Our data do support that in the subgroup of patients treated with prednisone in the combination with ofatumumab, this combination can achieve durable responses and freedom from treatment failure, yet the limited study population didn't afford clear insights into patient and current GVHD level variables that would be associated with durable treatment successes.

OLN: Do you and your co-investigators intend to expand on this research, and if so, how?

Prior data with the use of CD20 directed agents such as rituximab were reported by others, such as by French colleagues. In their phase 2 clinical trial, the combination of rituximab with steroid did demonstrate some efficacy, however, there were some infectious complications such as PML that were not observed in our trial.

I believe that, taken together, the CD20 targeting frontline therapy of chronic GVHD certainly warrants future randomized trials of potentially steroid-free combination regimens, according to the recently proposed NIH guidelines on chronic GVHD therapy. These future therapeutic strategies may offer similar clinical benefits in initial chronic GVHD therapy, while they might importantly spare the steroid-related toxicities, which is very important for our patients.

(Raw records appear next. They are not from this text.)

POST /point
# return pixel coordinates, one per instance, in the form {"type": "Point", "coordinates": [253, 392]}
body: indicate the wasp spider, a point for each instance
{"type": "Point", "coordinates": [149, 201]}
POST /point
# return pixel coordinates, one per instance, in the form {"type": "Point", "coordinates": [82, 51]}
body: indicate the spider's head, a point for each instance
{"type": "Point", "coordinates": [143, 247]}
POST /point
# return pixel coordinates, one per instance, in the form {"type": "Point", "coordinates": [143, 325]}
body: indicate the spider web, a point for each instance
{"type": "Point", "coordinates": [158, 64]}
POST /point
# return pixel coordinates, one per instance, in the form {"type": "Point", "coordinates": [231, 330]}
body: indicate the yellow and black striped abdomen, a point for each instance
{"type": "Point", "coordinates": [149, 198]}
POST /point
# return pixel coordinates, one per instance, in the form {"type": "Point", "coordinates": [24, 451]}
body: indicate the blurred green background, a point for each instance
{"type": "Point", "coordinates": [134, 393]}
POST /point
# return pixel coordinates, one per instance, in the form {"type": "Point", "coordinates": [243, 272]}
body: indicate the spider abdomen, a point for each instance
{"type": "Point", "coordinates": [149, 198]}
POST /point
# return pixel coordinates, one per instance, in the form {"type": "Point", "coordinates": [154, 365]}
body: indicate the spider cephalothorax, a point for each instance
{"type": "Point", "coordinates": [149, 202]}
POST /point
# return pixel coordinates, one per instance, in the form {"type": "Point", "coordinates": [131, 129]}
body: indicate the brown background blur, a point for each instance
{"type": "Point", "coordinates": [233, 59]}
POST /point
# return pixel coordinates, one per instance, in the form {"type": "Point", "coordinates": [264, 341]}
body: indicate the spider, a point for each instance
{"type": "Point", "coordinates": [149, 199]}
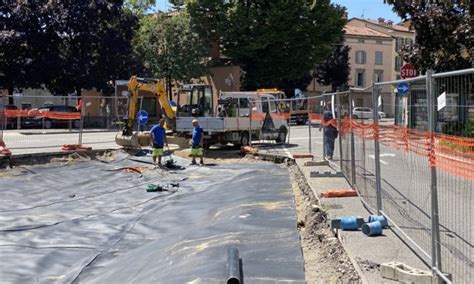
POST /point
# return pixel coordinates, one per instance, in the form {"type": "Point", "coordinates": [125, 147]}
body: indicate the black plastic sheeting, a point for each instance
{"type": "Point", "coordinates": [81, 222]}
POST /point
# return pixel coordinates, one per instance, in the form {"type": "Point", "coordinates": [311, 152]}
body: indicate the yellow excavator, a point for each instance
{"type": "Point", "coordinates": [194, 100]}
{"type": "Point", "coordinates": [137, 139]}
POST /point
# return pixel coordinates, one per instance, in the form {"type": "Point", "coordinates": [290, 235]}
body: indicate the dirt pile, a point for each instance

Rationally applying the right interventions to patients with the greatest likelihood of benefiting, in other words, within the framework of personalized therapies represents an important future goal, and we all realize that. Given the signal of benefit in our trial, and the wealth of published data supporting the role of B-cell targeted therapies in chronic GVHD, I do believe that ofatumumab or other B-cell targeting agents should be considered in these novel treatment paradigms.


Source:

Kater AP, Levin MD, Dubois J, et al. A phase 2 multicenter trial of ofatumumab and prednisone as initial therapy for chronic graft-versus-host disease. Blood Adv. 2022;6(1):259-269. doi:10.1182/bloodadvances.2021005552.